Although Dave Chappelle’s “Block Party” is by no means a Hollywood picture and has “DVD Bonus Disc” written all over it, there is no doubt that the only place it does belong is in every theater in America.
For those of you who had no idea that Chappelle has a movie in theaters until now, you’re probably not alone. “Block Party” is a documentary directed by Michel Gondry (“Eternal Sunshine of a Spotless Mind”) and produced by Chappelle. The film showcases a dozen of the biggest names in rap and hip-hop through a concert that was held in Brooklyn in 2004. We’re talking Kanye West, Mos Def, Talib Kweli, Common, Dead Prez, Erykah Badu, Jill Scott, the Roots, Cody Chesnutt, Big Daddy Kane and a little group called the Fugees.
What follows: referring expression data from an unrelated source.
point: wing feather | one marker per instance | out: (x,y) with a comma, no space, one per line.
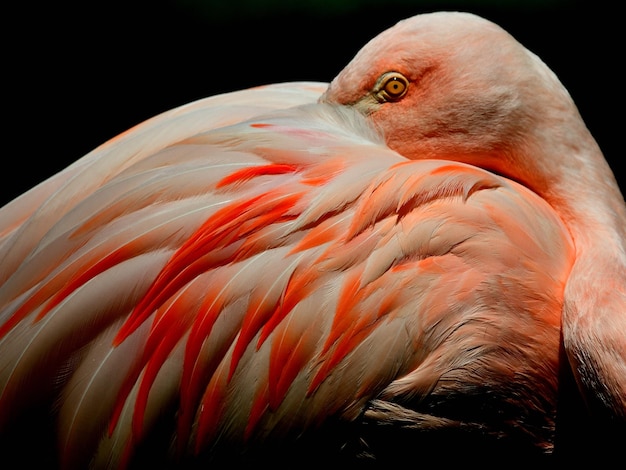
(269,265)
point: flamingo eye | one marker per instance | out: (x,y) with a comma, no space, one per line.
(391,86)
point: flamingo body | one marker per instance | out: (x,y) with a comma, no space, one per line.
(252,270)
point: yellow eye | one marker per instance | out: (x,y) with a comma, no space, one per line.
(391,86)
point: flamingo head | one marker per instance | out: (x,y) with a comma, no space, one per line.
(452,85)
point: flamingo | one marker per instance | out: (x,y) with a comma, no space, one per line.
(405,257)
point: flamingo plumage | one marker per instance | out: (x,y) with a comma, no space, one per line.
(407,249)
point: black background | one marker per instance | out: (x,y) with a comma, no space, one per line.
(76,75)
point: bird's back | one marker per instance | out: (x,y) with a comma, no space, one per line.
(249,268)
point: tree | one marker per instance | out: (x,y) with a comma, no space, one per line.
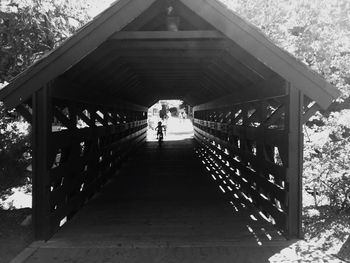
(31,28)
(317,34)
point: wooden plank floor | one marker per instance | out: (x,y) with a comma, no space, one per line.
(162,207)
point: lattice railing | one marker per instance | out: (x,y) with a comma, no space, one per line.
(248,144)
(85,145)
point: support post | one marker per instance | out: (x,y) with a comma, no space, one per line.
(41,129)
(294,127)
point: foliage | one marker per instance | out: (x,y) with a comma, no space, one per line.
(327,160)
(28,30)
(31,28)
(317,33)
(14,150)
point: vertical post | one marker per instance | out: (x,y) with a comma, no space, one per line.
(295,160)
(41,129)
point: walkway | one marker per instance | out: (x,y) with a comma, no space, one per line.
(163,207)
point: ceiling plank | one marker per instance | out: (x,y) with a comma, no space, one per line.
(69,53)
(167,35)
(66,89)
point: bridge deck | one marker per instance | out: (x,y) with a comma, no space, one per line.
(163,207)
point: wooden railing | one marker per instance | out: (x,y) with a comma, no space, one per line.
(248,144)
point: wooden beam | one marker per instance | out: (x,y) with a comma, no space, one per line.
(21,109)
(65,89)
(41,125)
(173,44)
(267,89)
(294,118)
(167,35)
(73,50)
(310,112)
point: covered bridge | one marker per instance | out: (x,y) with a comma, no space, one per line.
(87,102)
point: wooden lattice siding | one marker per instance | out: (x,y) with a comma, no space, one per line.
(80,148)
(248,143)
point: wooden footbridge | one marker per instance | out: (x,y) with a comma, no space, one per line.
(99,190)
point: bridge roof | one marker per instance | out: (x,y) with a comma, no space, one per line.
(128,53)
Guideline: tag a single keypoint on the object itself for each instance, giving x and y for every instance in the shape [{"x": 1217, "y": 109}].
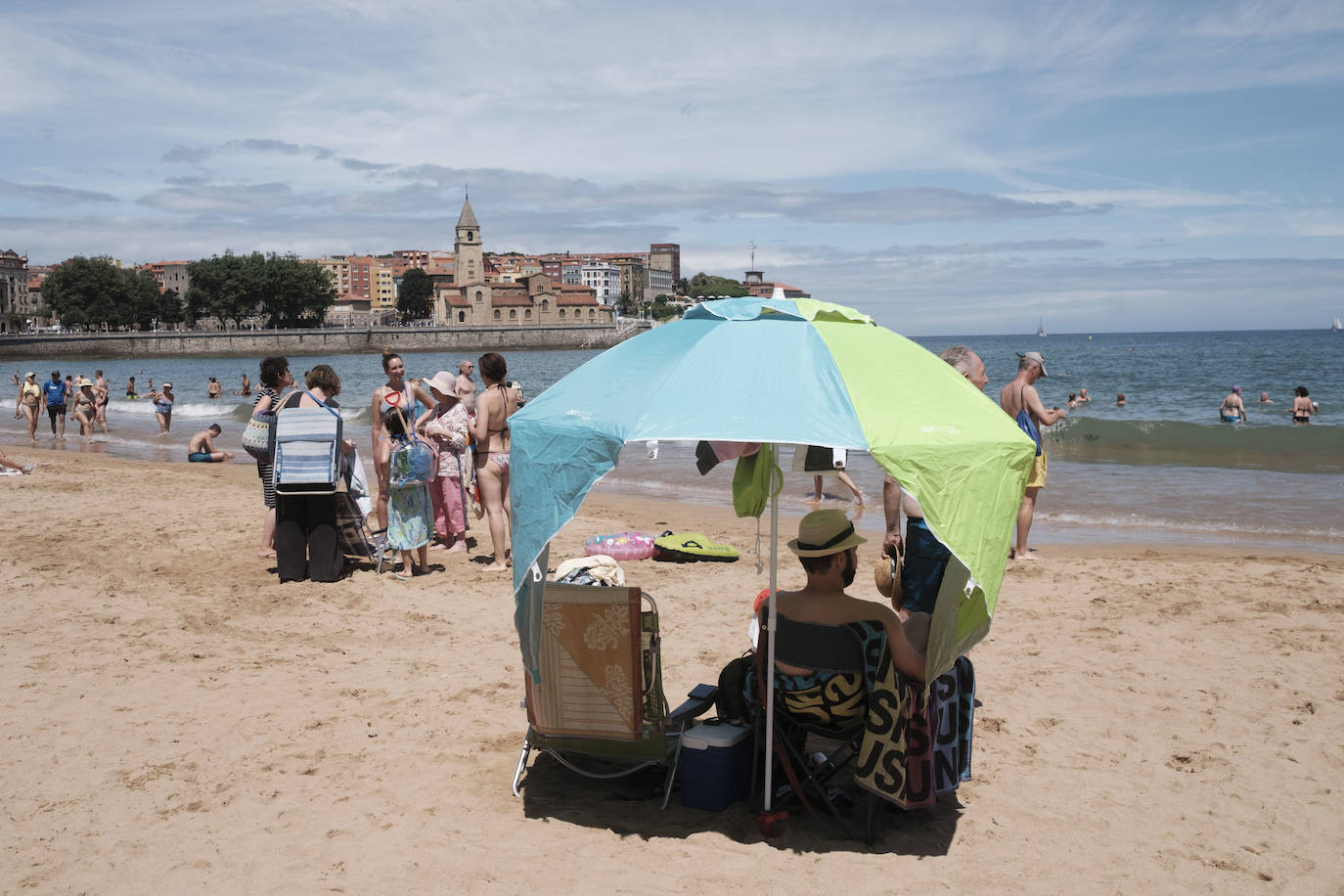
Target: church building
[{"x": 471, "y": 299}]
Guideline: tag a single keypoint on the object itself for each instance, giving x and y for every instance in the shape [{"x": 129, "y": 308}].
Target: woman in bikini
[
  {"x": 29, "y": 403},
  {"x": 493, "y": 406},
  {"x": 1303, "y": 407},
  {"x": 397, "y": 384},
  {"x": 162, "y": 407}
]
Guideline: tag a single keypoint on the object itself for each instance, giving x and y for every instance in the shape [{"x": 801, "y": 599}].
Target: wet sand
[{"x": 1152, "y": 719}]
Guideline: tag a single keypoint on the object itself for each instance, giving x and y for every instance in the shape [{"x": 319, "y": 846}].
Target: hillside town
[{"x": 470, "y": 287}]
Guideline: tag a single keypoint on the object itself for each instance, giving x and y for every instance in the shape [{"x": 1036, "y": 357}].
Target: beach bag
[
  {"x": 755, "y": 479},
  {"x": 624, "y": 546},
  {"x": 412, "y": 465},
  {"x": 257, "y": 434},
  {"x": 305, "y": 442}
]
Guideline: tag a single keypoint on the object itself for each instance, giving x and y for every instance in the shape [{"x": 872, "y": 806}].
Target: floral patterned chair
[{"x": 600, "y": 707}]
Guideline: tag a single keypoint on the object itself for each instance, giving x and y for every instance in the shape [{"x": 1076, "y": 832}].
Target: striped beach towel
[{"x": 306, "y": 449}]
That’s right, the Fugees. I have to admit, aside from the Fugees, I can’t name a single song by any of these artists. But for Chapelle, that’s exactly how he wanted it.
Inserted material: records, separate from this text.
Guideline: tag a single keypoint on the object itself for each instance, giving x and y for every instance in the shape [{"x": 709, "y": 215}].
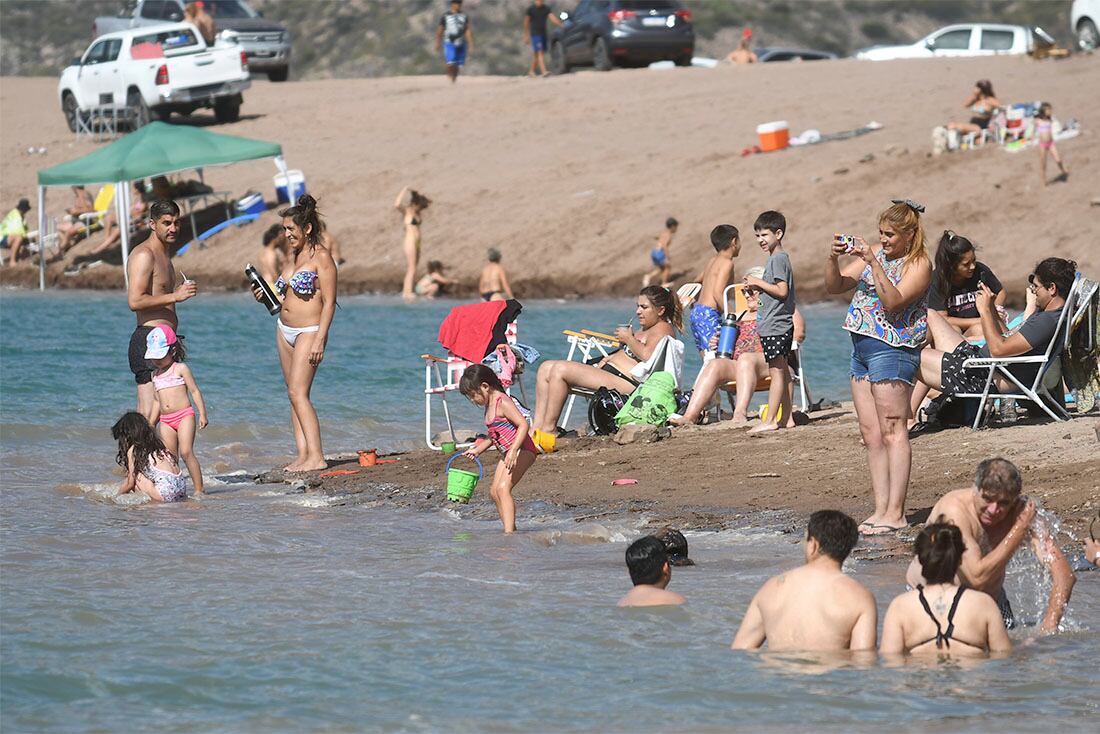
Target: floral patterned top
[{"x": 866, "y": 316}]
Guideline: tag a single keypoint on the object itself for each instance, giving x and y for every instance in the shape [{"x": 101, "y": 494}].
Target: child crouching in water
[
  {"x": 507, "y": 430},
  {"x": 174, "y": 382},
  {"x": 151, "y": 468}
]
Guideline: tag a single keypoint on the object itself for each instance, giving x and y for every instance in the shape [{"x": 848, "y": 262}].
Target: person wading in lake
[{"x": 152, "y": 294}]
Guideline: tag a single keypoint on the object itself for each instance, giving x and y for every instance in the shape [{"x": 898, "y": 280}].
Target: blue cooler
[{"x": 289, "y": 187}]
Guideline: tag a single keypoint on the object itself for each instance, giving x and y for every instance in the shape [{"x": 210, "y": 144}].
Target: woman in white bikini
[{"x": 307, "y": 288}]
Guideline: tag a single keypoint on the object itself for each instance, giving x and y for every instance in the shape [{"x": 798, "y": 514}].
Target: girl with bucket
[{"x": 507, "y": 430}]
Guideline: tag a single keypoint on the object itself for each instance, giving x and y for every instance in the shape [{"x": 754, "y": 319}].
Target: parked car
[
  {"x": 960, "y": 40},
  {"x": 765, "y": 55},
  {"x": 155, "y": 69},
  {"x": 266, "y": 43},
  {"x": 607, "y": 33},
  {"x": 1084, "y": 20}
]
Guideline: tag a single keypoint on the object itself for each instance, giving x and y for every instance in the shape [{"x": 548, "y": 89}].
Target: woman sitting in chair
[{"x": 659, "y": 316}]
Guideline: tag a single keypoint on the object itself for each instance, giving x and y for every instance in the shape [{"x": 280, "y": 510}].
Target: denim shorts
[{"x": 876, "y": 360}]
With a 95 percent white audience in my theater, it didn’t take long to figure out what the comic genius of Dave Chappelle was up to. The film goes behind the scenes of the concert and showcases not only every artist’s music, but also their messages that are ignored across the nation simply because their music is seen as nothing but profanity doused in sexual music. These artists aren’t singing or rapping about how they just broke up with their boyfriend or girlfriend but rather how they are political prisoners in America and that the black population has been one of the most discriminated against minorities for the past 30 years. And here’s the goofy Dave Chappelle letting the camera speak for itself, resurrecting issues that the dominant white population has forgotten about since the ’60s.
Bravo, Dave. Bravo.
On top of Chappelle’s black power movement and hip-hop jamming concert, there’s plenty of white-bashing and chicken-eating jokes to go around. Whether he’s convincing old women from his hometown to come to his party or telling kids in a classroom to call him “Black Bush,” Chappelle never fails to make you laugh and, most importantly, enjoy yourself while taking in such a powerful message. Considering the amount of time dedicated to musical performances and non-comedic scenes, revealing any of the surprisingly real people in the film would be too much of a spoiler. Anyone already in love with Chappelle’s work or has any sense of humor in general will readily enjoy what “Block Party” has to offer.
Unfortunately, much like how the heavens decided to open up and pour rain on Chappelle’s party, it can’t all be perfect. Of all the possible failures “Block Party” could have had, its main weakness lies within its direction and editing. Gondry, who is actually known for his music video career, seems to have no idea how to make a concert-based film. He cuts away during the best part of a song or dramatic scene and organizes the entire story as if his mother had told him to clean his room; everything just gets thrown in the closet, disorganized but still appearing clean. Apparently Gondry didn’t get the memo titled, “If the Fugees ever come back together and play ‘Killing me softly,’ don’t ever cut to another scene in the middle of it.”
Nevertheless, what Chappelle and friends have done should not be ignored like the material shown within “Block Party.” There’s so much to experience with “Block Party” and only the images and music can paint the entire picture. The sense of cultural wholeness that Chappelle creates is beautiful and should not be forgotten. Nor should it take another 30 years for us to see more of it.
Chappelle is certainly on his way to becoming the next Richard Pryor in both his comedic and serious work. If you want to gain a new respect for Chappelle or rap music in general, get in on this party; you won’t regret it.